Quem diria que a ficção-científica
poderia partir da própria literatura e assumir compromissos com a antropologia,
psicologia, sociologia e outras coisas mais? É o que acontece em “A Mão
Esquerda da Escuridão”, da escritora norte-americana Ursula K. Le Guin.
Genly Ali, o protagonista, é um
representante de uma grande união de planetas habitados pela raça humana – o
Ekumen – que visa o comércio e a troca de ideias, conhecimento e cultura entre
os mundos que o compõem. Enviado ao gelado planeta Gethen, ou mais conhecido
como “Planeta Inverno”, Genly Ali almeja que tal mundo também possa se unir ao
Ekumen e estabelecer contato com o resto da humanidade que ocupa a galáxia; mas
as diferenças entre seus povos são gritantes.
Não se sabe ao certo como os
humanos de Gethen assumiram a forma que possuem; se foram obra da seleção
natural ou de alguma experiência distante dos primeiros humanos que visitarem o
planeta, mas o fato é que os gethenianos possuem uma forma andrógena onde não
há uma sexualidade estabelecida, isto é, durante a maior parte do tempo são
totalmente assexuados.

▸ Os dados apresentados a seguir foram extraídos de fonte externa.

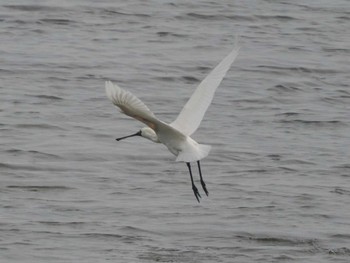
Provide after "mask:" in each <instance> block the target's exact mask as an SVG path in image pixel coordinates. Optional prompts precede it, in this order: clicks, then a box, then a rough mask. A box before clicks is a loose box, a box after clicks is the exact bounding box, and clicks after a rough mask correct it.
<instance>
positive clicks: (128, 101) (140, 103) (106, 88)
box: [105, 81, 158, 130]
mask: <svg viewBox="0 0 350 263" xmlns="http://www.w3.org/2000/svg"><path fill="white" fill-rule="evenodd" d="M105 86H106V94H107V97H108V99H109V100H110V101H112V103H113V104H114V105H115V106H117V107H118V108H119V109H120V111H121V112H122V113H124V114H126V115H128V116H130V117H132V118H135V119H137V120H139V121H141V122H143V123H145V124H146V125H147V126H149V127H150V128H152V129H153V130H155V126H156V122H157V121H158V119H157V118H156V116H155V115H154V114H153V112H152V111H151V110H150V109H149V108H148V107H147V106H146V105H145V104H144V103H143V102H142V101H141V100H140V99H139V98H137V97H136V96H135V95H133V94H132V93H131V92H128V91H126V90H123V89H122V88H120V87H119V86H118V85H116V84H113V83H112V82H111V81H106V83H105Z"/></svg>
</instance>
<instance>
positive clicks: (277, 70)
mask: <svg viewBox="0 0 350 263" xmlns="http://www.w3.org/2000/svg"><path fill="white" fill-rule="evenodd" d="M256 67H257V68H261V69H268V70H270V72H273V73H278V72H280V71H292V72H297V73H316V74H335V73H339V71H337V70H334V69H322V68H308V67H286V66H272V65H258V66H256Z"/></svg>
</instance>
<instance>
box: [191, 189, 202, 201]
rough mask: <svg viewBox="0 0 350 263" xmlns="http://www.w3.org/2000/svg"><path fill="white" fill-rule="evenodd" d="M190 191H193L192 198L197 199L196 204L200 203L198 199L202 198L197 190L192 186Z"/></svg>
mask: <svg viewBox="0 0 350 263" xmlns="http://www.w3.org/2000/svg"><path fill="white" fill-rule="evenodd" d="M192 190H193V193H194V196H195V197H196V198H197V201H198V203H200V201H199V198H202V197H201V195H200V194H199V192H198V189H197V187H196V186H195V185H192Z"/></svg>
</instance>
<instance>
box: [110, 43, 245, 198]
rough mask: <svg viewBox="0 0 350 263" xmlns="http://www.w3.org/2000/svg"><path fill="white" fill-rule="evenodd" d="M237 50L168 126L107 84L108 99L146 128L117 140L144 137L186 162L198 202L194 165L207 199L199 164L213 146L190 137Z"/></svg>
mask: <svg viewBox="0 0 350 263" xmlns="http://www.w3.org/2000/svg"><path fill="white" fill-rule="evenodd" d="M238 50H239V47H238V46H236V47H235V48H234V49H233V50H232V51H231V53H230V54H228V55H227V56H226V57H225V58H224V59H223V60H222V61H221V62H220V63H219V64H218V65H217V66H216V67H215V68H214V69H213V70H212V71H211V72H210V74H209V75H208V76H207V77H206V78H205V79H204V80H203V81H202V82H201V83H200V84H199V86H198V87H197V89H196V90H195V92H194V93H193V95H192V96H191V98H190V99H189V100H188V102H187V103H186V105H185V106H184V108H183V109H182V111H181V112H180V114H179V116H178V117H177V119H176V120H175V121H174V122H172V123H170V124H167V123H165V122H163V121H161V120H159V119H158V118H157V117H156V116H155V115H154V114H153V112H151V111H150V110H149V108H148V107H147V106H146V105H145V104H144V103H143V102H142V101H141V100H140V99H138V98H137V97H136V96H134V95H133V94H132V93H130V92H128V91H126V90H123V89H122V88H120V87H119V86H117V85H115V84H113V83H112V82H111V81H106V93H107V97H108V98H109V99H110V100H111V101H112V102H113V104H114V105H115V106H117V107H118V108H119V109H120V110H121V111H122V112H123V113H124V114H126V115H128V116H130V117H133V118H135V119H137V120H139V121H141V122H143V123H145V124H146V125H147V127H144V128H142V129H141V130H140V131H139V132H137V133H135V134H132V135H129V136H125V137H122V138H119V139H117V140H118V141H119V140H122V139H125V138H128V137H131V136H142V137H144V138H147V139H149V140H151V141H153V142H156V143H163V144H164V145H165V146H166V147H167V148H168V149H169V151H170V152H171V153H172V154H174V155H175V156H176V161H177V162H186V164H187V166H188V169H189V172H190V175H191V182H192V189H193V192H194V195H195V197H196V198H197V200H198V202H199V198H200V197H201V196H200V194H199V192H198V189H197V187H196V186H195V185H194V180H193V177H192V170H191V165H190V163H191V162H197V164H198V169H199V174H200V179H201V184H202V187H203V190H204V191H205V193H206V195H208V190H207V188H206V185H205V183H204V180H203V178H202V173H201V168H200V163H199V160H201V159H203V158H205V157H206V156H208V154H209V151H210V148H211V146H209V145H205V144H199V143H197V142H196V141H195V140H193V139H192V138H191V137H190V136H191V135H192V134H193V133H194V132H195V131H196V130H197V128H198V127H199V125H200V123H201V121H202V119H203V117H204V114H205V112H206V110H207V109H208V107H209V105H210V104H211V102H212V100H213V97H214V93H215V91H216V89H217V87H218V86H219V84H220V83H221V81H222V79H223V78H224V76H225V74H226V72H227V71H228V69H229V68H230V66H231V64H232V63H233V61H234V60H235V58H236V57H237V55H238Z"/></svg>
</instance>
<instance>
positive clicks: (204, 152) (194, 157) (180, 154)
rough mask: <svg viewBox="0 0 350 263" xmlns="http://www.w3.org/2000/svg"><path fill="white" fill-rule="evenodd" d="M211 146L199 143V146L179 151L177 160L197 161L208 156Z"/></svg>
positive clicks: (180, 161) (202, 158)
mask: <svg viewBox="0 0 350 263" xmlns="http://www.w3.org/2000/svg"><path fill="white" fill-rule="evenodd" d="M210 149H211V146H210V145H206V144H198V145H197V147H195V148H191V149H189V150H187V151H186V150H184V151H181V152H180V153H179V155H178V156H177V158H176V162H195V161H199V160H201V159H203V158H205V157H207V156H208V154H209V152H210Z"/></svg>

Todos possuem traços masculinos e femininos,
impossibilitando a identificação convencional de homem ou mulher. A sexualidade
só aflora nos momentos do “kemmer”, o que pode ser considerado vulgarmente como
uma espécie de cio, onde dois gethenianos se unem e, dependendo do fluxo
hormonal, um assume a forma feminina e o outro a forma masculina. Como homem e
mulher residem em cada indivíduo, qualquer um poder ser mãe ou pai.

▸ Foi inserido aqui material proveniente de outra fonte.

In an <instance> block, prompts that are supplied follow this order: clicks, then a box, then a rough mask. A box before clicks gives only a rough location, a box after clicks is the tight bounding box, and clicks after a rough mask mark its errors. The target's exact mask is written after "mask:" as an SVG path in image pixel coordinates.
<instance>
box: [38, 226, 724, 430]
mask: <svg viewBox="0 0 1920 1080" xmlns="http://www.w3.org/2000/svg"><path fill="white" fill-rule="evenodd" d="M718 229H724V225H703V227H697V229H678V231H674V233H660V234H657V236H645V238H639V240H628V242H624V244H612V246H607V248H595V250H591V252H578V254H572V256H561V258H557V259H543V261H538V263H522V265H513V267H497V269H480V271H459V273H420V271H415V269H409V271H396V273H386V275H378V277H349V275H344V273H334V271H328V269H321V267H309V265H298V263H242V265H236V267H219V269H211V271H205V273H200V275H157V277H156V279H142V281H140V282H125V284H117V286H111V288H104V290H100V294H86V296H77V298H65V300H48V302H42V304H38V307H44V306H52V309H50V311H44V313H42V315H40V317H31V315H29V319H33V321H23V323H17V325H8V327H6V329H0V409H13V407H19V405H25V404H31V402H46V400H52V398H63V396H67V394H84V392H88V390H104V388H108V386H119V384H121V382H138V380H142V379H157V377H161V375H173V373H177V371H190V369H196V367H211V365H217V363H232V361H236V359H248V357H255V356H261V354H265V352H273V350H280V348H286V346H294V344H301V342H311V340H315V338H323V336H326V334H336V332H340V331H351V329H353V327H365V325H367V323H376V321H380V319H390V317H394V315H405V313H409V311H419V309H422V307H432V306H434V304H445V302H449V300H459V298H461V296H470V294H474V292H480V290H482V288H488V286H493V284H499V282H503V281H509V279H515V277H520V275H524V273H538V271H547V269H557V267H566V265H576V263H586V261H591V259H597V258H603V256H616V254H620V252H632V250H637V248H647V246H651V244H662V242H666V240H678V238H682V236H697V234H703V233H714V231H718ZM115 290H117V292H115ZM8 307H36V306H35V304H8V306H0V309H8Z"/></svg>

Seu modo de vida totalmente
diferenciado serve para deixar claro que no embate de culturas, há sempre
pontos de vista diferentes. Quando Genly Ali questiona o porquê de todos os
veículos gethenianos não ultrapassarem 40 km/h, a resposta é simples e óbvia:
Porque precisa ser mais veloz?
Genly Ali impressiona e assusta os
nativos. É centro de curiosidade de alguns e alvo de ataque para outros. Os
extremistas o chamam de pervertido, por ter uma sexualidade definida
permanentemente e poder ter relações sexuais a qualquer momento, além de
temerem uma invasão militar do grupo que o mesmo o representa. Outros o
consideram um lunático, que relata absurdos, afirmando que veio de outro mundo
há dezenas de anos luz de distância –, os gethenianos não desenvolveram nenhum
veículo capaz de voar.
Seu único aliado é Estraven, um
nativo que acaba por cometer erros e envolve Genly em várias intrigas internas
que causam tensão entre as duas maiores nações de Gethen, “Karhide” e
“Orgoreyn”, levando em consideração a época em que a obra foi escrita, nos
anos 60, notamos que ambas as nações e a tensão entre elas trata-se de uma
alegoria da Guerra Fria, onde Karhide representa o Ocidente e Orgoreyn
representa a União Soviética.
A narrativa é construída de forma
brilhante, intercalando entre os eventuais relatos do próprio Genly Ali, contos
e lendas da cultura de Gethen e relatos de Estravem, o que deixa o leitor a par
dos conceitos, dos mitos que ergueram aqueles humanos, da religiosidade e
também da dualidade sempre presente.
Vencedor das categorias máximas
nos prêmios Hugo Awars e Nebula, “A Mão Esquerda da Escuridão” é um exercício
para a criatividade, onde até as imagens são difíceis de imaginar sem um
esforço do próprio leitor, o que encanta ainda mais! O certo e o errado, o
ofensivo e o honroso, a forma como a sexualidade é retratada; tudo é diferente
e temos que ter em mente que o que nos é estranho é sempre mais fácil de ser
julgado, assim como também que tal preconcepção deve ser combatida.